As the field of nanoscience grows, more and more emphasis is being placed on bottom-up construction; that is, creating individual molecules or structures on the micrometer scale from the individual atoms that comprise them.[1] This method provides two major benefits: one, we can construct smaller and smaller structures for our use; and two, the strength or capabilities of some materials are enhanced as its atoms become increasingly organized in structure.[2] Unfortunately, the bottom-up process can be very difficult, particularly when trying to create molecules from their constituent atoms- most molecules and materials, although very small, contain hundreds, even thousands of atoms. Creating such an atom piece-by-piece, like some of today’s current methods, would cost an incredible amount of time. Fortunately, a revolutionary technique of assembling nano- and micro-scale materials that utilizes the concepts of bio-assembly has recently been discovered.[3]
Viral Bioassembly
This method utilizes viruses to construct incredibly well-ordered materials. The pursuit of creating perfectly crystalline materials was initially inspired by the shell of an abalone, which is composed of 98% calcium carbonate, also know as chalk. Yet, the shell is three thousand times stronger than chalk. How can this be? The secret lies in the fact that the calcium carbonate molecules are very well ordered in the structure, and therefore the shell becomes much stronger than if its atoms were unordered.[4]

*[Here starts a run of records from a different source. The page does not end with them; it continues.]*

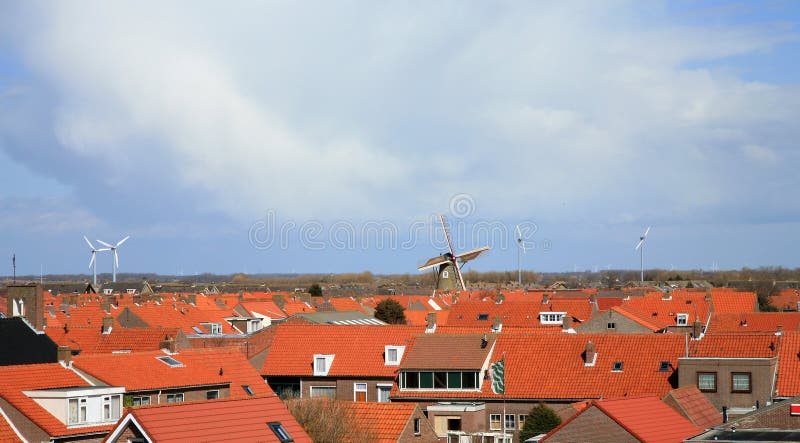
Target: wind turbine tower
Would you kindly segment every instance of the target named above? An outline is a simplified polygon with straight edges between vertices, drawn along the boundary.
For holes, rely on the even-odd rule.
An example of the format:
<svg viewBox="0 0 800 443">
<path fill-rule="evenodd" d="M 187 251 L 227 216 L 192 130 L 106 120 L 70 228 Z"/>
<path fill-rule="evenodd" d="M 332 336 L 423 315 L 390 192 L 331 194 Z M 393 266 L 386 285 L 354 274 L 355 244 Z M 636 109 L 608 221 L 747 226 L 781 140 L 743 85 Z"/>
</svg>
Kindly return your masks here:
<svg viewBox="0 0 800 443">
<path fill-rule="evenodd" d="M 636 251 L 639 251 L 639 267 L 641 269 L 641 283 L 644 286 L 644 242 L 647 240 L 647 234 L 650 233 L 650 226 L 645 229 L 644 234 L 639 237 L 639 243 L 636 244 L 636 247 L 633 248 Z"/>
<path fill-rule="evenodd" d="M 117 268 L 119 268 L 119 254 L 117 253 L 117 248 L 122 246 L 122 244 L 125 243 L 129 238 L 131 238 L 130 235 L 118 241 L 116 245 L 108 244 L 103 240 L 97 240 L 97 243 L 100 243 L 101 245 L 107 247 L 114 255 L 114 259 L 111 262 L 111 281 L 113 282 L 117 281 Z"/>
</svg>

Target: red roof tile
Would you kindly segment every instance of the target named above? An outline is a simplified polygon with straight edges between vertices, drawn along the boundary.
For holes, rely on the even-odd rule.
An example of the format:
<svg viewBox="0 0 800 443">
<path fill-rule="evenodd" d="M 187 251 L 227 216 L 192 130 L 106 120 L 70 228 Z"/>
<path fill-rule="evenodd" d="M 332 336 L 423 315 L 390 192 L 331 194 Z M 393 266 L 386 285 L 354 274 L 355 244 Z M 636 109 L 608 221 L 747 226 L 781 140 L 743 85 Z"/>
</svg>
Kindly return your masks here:
<svg viewBox="0 0 800 443">
<path fill-rule="evenodd" d="M 295 442 L 311 438 L 278 397 L 172 403 L 129 409 L 144 432 L 159 443 L 186 441 L 279 442 L 268 423 L 280 422 Z M 126 416 L 120 421 L 124 424 Z"/>
<path fill-rule="evenodd" d="M 656 397 L 602 400 L 593 406 L 648 443 L 680 443 L 702 431 Z"/>
<path fill-rule="evenodd" d="M 359 428 L 368 433 L 371 442 L 395 443 L 400 439 L 416 403 L 344 403 Z"/>
<path fill-rule="evenodd" d="M 708 332 L 775 332 L 800 330 L 800 312 L 741 312 L 712 314 Z"/>
<path fill-rule="evenodd" d="M 79 355 L 73 359 L 73 365 L 105 383 L 125 386 L 127 391 L 230 384 L 232 397 L 247 395 L 241 385 L 250 385 L 257 395 L 272 393 L 245 356 L 237 350 L 185 349 L 169 355 L 182 363 L 178 367 L 171 367 L 157 359 L 167 355 L 161 351 Z M 120 371 L 121 367 L 126 370 Z"/>
<path fill-rule="evenodd" d="M 800 333 L 788 332 L 781 336 L 778 368 L 775 396 L 800 395 Z"/>
<path fill-rule="evenodd" d="M 586 366 L 588 341 L 595 344 L 597 358 Z M 631 395 L 663 396 L 674 386 L 671 377 L 678 358 L 685 353 L 679 334 L 498 334 L 491 361 L 505 353 L 506 397 L 521 399 L 578 400 Z M 661 362 L 669 369 L 660 372 Z M 622 371 L 612 371 L 622 362 Z M 480 393 L 472 391 L 402 391 L 397 398 L 501 398 L 482 382 Z"/>
<path fill-rule="evenodd" d="M 0 414 L 0 443 L 21 443 L 19 438 L 11 425 L 6 421 L 3 414 Z"/>
<path fill-rule="evenodd" d="M 314 354 L 334 354 L 330 376 L 391 377 L 397 366 L 384 363 L 384 346 L 406 346 L 413 326 L 281 325 L 262 375 L 313 375 Z"/>
<path fill-rule="evenodd" d="M 673 389 L 665 399 L 667 397 L 675 401 L 679 408 L 678 413 L 701 429 L 709 429 L 722 423 L 722 414 L 695 385 Z"/>
<path fill-rule="evenodd" d="M 771 333 L 706 334 L 689 341 L 689 357 L 770 358 L 779 348 L 780 337 Z"/>
<path fill-rule="evenodd" d="M 0 397 L 25 414 L 50 436 L 67 436 L 104 432 L 113 425 L 67 428 L 47 410 L 22 391 L 91 386 L 89 382 L 59 363 L 0 367 Z"/>
</svg>

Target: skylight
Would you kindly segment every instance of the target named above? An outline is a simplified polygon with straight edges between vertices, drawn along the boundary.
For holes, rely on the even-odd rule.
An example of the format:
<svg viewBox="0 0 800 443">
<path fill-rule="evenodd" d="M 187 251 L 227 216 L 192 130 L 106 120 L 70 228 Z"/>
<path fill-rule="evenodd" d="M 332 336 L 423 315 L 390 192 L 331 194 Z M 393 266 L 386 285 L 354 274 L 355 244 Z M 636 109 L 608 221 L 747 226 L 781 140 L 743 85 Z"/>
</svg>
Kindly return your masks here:
<svg viewBox="0 0 800 443">
<path fill-rule="evenodd" d="M 292 437 L 289 436 L 289 433 L 286 432 L 286 428 L 284 428 L 280 422 L 274 421 L 267 423 L 267 425 L 269 425 L 269 428 L 272 429 L 272 432 L 275 433 L 275 436 L 278 437 L 278 440 L 281 443 L 288 443 L 294 441 L 294 439 L 292 439 Z"/>
<path fill-rule="evenodd" d="M 183 366 L 183 363 L 179 362 L 178 360 L 175 360 L 172 357 L 168 357 L 166 355 L 163 356 L 163 357 L 156 357 L 156 360 L 158 360 L 161 363 L 164 363 L 166 365 L 169 365 L 171 368 L 177 368 L 179 366 Z"/>
<path fill-rule="evenodd" d="M 244 392 L 247 392 L 247 395 L 254 395 L 253 390 L 250 389 L 250 385 L 242 385 L 242 389 L 244 389 Z"/>
</svg>

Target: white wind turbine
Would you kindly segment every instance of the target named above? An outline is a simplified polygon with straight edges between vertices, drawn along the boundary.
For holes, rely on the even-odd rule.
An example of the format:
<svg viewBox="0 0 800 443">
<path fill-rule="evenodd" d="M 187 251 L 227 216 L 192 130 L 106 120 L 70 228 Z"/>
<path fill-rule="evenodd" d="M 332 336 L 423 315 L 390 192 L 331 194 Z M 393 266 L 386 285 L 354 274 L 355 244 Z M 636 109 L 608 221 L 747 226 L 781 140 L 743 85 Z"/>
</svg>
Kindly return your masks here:
<svg viewBox="0 0 800 443">
<path fill-rule="evenodd" d="M 86 244 L 89 245 L 89 248 L 92 250 L 92 258 L 89 259 L 89 268 L 92 269 L 92 285 L 97 286 L 97 253 L 108 251 L 108 248 L 101 248 L 97 249 L 94 247 L 92 242 L 89 241 L 86 236 L 83 236 L 83 239 L 86 240 Z"/>
<path fill-rule="evenodd" d="M 514 227 L 514 232 L 517 234 L 517 284 L 522 287 L 522 257 L 520 253 L 526 254 L 528 251 L 525 249 L 525 241 L 522 240 L 522 231 L 519 225 Z"/>
<path fill-rule="evenodd" d="M 110 249 L 111 253 L 114 255 L 114 261 L 111 263 L 111 281 L 113 282 L 117 281 L 117 268 L 119 268 L 119 254 L 117 254 L 117 248 L 119 248 L 129 238 L 131 238 L 130 235 L 118 241 L 116 245 L 110 245 L 103 240 L 97 240 L 98 243 Z"/>
<path fill-rule="evenodd" d="M 639 266 L 642 273 L 641 274 L 642 285 L 644 285 L 644 242 L 645 240 L 647 240 L 647 234 L 649 233 L 650 233 L 650 226 L 648 226 L 647 229 L 645 229 L 644 234 L 642 234 L 642 236 L 639 237 L 639 243 L 637 243 L 636 247 L 633 248 L 634 250 L 639 251 Z"/>
</svg>

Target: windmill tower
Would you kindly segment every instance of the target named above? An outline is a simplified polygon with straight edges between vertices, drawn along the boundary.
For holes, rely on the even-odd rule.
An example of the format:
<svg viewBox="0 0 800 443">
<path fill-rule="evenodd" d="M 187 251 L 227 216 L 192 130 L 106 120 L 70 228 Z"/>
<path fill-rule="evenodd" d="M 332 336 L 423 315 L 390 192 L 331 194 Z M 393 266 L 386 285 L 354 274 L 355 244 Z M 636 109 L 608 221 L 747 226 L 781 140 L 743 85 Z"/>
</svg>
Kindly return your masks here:
<svg viewBox="0 0 800 443">
<path fill-rule="evenodd" d="M 639 251 L 639 266 L 641 270 L 641 283 L 644 286 L 644 242 L 647 240 L 647 234 L 650 233 L 650 226 L 645 229 L 644 234 L 639 237 L 639 243 L 636 244 L 636 247 L 633 248 L 635 251 Z"/>
<path fill-rule="evenodd" d="M 85 235 L 83 236 L 83 239 L 86 240 L 86 244 L 89 245 L 89 249 L 92 250 L 92 258 L 89 259 L 89 269 L 92 270 L 92 286 L 94 286 L 95 289 L 96 289 L 97 288 L 97 253 L 98 252 L 103 252 L 103 251 L 108 251 L 109 249 L 108 248 L 101 248 L 101 249 L 95 248 L 94 245 L 92 244 L 92 242 L 90 242 L 89 239 L 86 238 Z"/>
<path fill-rule="evenodd" d="M 453 243 L 450 241 L 450 233 L 447 231 L 447 224 L 444 221 L 443 215 L 439 216 L 439 221 L 442 223 L 442 229 L 447 239 L 449 251 L 429 259 L 424 265 L 417 268 L 417 270 L 424 271 L 434 266 L 437 267 L 436 291 L 466 291 L 467 285 L 464 283 L 464 276 L 461 275 L 461 267 L 464 266 L 466 262 L 477 258 L 483 251 L 488 250 L 489 247 L 484 246 L 462 254 L 456 254 L 453 250 Z"/>
<path fill-rule="evenodd" d="M 103 240 L 97 240 L 97 243 L 100 243 L 101 245 L 107 247 L 111 251 L 111 253 L 114 255 L 114 258 L 113 258 L 113 260 L 111 262 L 111 281 L 113 281 L 113 282 L 117 281 L 117 269 L 119 268 L 119 254 L 117 253 L 117 248 L 119 248 L 129 238 L 131 238 L 130 235 L 125 237 L 125 238 L 123 238 L 122 240 L 118 241 L 116 245 L 108 244 L 108 243 L 104 242 Z"/>
</svg>

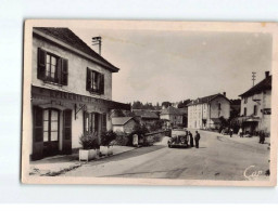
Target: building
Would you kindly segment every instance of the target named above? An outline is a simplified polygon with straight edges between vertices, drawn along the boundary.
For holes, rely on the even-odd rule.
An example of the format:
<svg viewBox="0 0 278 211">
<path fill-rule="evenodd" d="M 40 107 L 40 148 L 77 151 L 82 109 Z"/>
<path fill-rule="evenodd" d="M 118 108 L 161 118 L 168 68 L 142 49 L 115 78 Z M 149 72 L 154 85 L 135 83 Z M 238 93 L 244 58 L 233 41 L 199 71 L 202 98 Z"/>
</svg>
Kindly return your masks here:
<svg viewBox="0 0 278 211">
<path fill-rule="evenodd" d="M 167 120 L 172 127 L 182 124 L 182 113 L 173 106 L 168 106 L 167 108 L 162 109 L 160 118 Z"/>
<path fill-rule="evenodd" d="M 112 101 L 119 69 L 68 28 L 35 27 L 31 44 L 31 159 L 71 154 L 83 133 L 112 129 L 111 109 L 130 109 Z"/>
<path fill-rule="evenodd" d="M 157 110 L 134 109 L 132 115 L 140 121 L 141 124 L 147 127 L 160 120 Z"/>
<path fill-rule="evenodd" d="M 197 98 L 188 104 L 188 128 L 218 129 L 220 117 L 226 120 L 230 117 L 230 101 L 225 92 Z"/>
<path fill-rule="evenodd" d="M 244 133 L 258 131 L 270 133 L 271 116 L 271 76 L 265 72 L 265 79 L 239 95 L 241 97 L 240 121 Z"/>
<path fill-rule="evenodd" d="M 112 127 L 114 132 L 131 133 L 137 121 L 134 117 L 113 117 Z"/>
</svg>

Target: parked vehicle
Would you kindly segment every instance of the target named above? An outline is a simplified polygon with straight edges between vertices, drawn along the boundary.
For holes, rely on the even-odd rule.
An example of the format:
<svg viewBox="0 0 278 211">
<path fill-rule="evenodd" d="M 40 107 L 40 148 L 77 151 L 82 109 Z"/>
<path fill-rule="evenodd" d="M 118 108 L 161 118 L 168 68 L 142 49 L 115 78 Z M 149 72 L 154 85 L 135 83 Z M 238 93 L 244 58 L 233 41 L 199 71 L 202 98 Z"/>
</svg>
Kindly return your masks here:
<svg viewBox="0 0 278 211">
<path fill-rule="evenodd" d="M 172 130 L 172 136 L 168 141 L 168 147 L 188 147 L 186 130 Z"/>
</svg>

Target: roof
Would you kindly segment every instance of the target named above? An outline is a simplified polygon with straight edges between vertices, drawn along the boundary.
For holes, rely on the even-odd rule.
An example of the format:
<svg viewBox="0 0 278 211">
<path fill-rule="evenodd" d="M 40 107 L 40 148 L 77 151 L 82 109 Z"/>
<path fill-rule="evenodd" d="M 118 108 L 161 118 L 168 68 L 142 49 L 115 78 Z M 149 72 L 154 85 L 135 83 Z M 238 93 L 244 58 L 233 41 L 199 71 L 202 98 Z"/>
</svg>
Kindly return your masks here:
<svg viewBox="0 0 278 211">
<path fill-rule="evenodd" d="M 197 104 L 203 104 L 203 103 L 210 103 L 212 100 L 214 100 L 217 96 L 225 97 L 228 102 L 230 102 L 226 96 L 218 93 L 218 94 L 212 94 L 212 95 L 208 95 L 208 96 L 204 96 L 204 97 L 201 97 L 201 98 L 193 100 L 188 104 L 188 106 L 197 105 Z"/>
<path fill-rule="evenodd" d="M 182 115 L 178 108 L 168 106 L 167 108 L 161 111 L 161 115 Z"/>
<path fill-rule="evenodd" d="M 77 37 L 71 29 L 55 28 L 55 27 L 34 27 L 34 29 L 37 29 L 48 36 L 51 36 L 71 47 L 73 47 L 74 49 L 77 49 L 77 50 L 88 54 L 89 56 L 92 56 L 92 57 L 101 61 L 110 68 L 110 70 L 118 71 L 117 67 L 115 67 L 110 62 L 108 62 L 105 58 L 103 58 L 100 54 L 96 53 L 79 37 Z"/>
<path fill-rule="evenodd" d="M 159 119 L 160 117 L 154 111 L 149 110 L 134 110 L 135 116 L 139 116 L 142 119 Z"/>
<path fill-rule="evenodd" d="M 125 126 L 131 119 L 134 119 L 134 117 L 113 117 L 112 124 L 113 126 Z"/>
<path fill-rule="evenodd" d="M 253 88 L 249 89 L 247 92 L 240 94 L 239 96 L 251 96 L 255 93 L 258 93 L 265 90 L 271 90 L 271 79 L 273 79 L 273 76 L 266 77 L 264 80 L 255 84 Z"/>
</svg>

These viruses are created using specific genomes of the DNA[5], a process which allows the virus to organize inorganic, organic, and biological materials into defect-free structures.[6] This capability is invaluable, particularly in an age of growing electronics, optics, and magnetism, fields that all require high precision, well-ordered materials at increasingly smaller sizes.[3] Due to their small size, viruses make perfect substances for creating small structures.[4]
Figure 1, adapted from Lee et al.[3]
The Process
The virus most commonly used in this process is a genetically-engineered form of the M13 virus,[3] a virus safe for both humans and the environment.[4] Through genetic-engineering, the adapted M13 virus is capable of bonding itself to the individual atoms or molecules of nearly any substance desired (Fig. 1).[3] Once the virus has bonded with these atoms, it aligns within a solution with other M13 viruses that are also bonded to the same material.[3] What results from this process is a high-ordered structure consisting of the material the virus was bonded with- in essence, a self-assembled nanostructure (Fig. 2).[3]
Figure 2
Advantages
This process can easily be scaled up to create larger and larger structures, since it all takes place in a solution.[4] Also, since viruses are very malleable as a solution, many different general shapes and designs can be created, such as a meter long nanowire.[4] Furthermore, viral bio-assembly produces a useful quantity of the created material, whereas in other bottom-up construction processes create relatively little of the final structure.[4]
Disadvantages
Unfortunately, viral bio-assembly is very time consuming. Many hours are spent in the lab analyzing millions of viruses in a search for the one virus that is capable of attaching itself to the desired material.[4] In addition, it is currently very difficult to control the absolute size and geometry of the resulting structure (only the general size can be controlled).[5]
Conclusion
The future of the use of viruses in bio-assembly is vast. As further research is conducted, researchers expect to be able to maintain more control over the overall process.[5] Until then, viruses will continue to play an important role in the development of bio-assembly.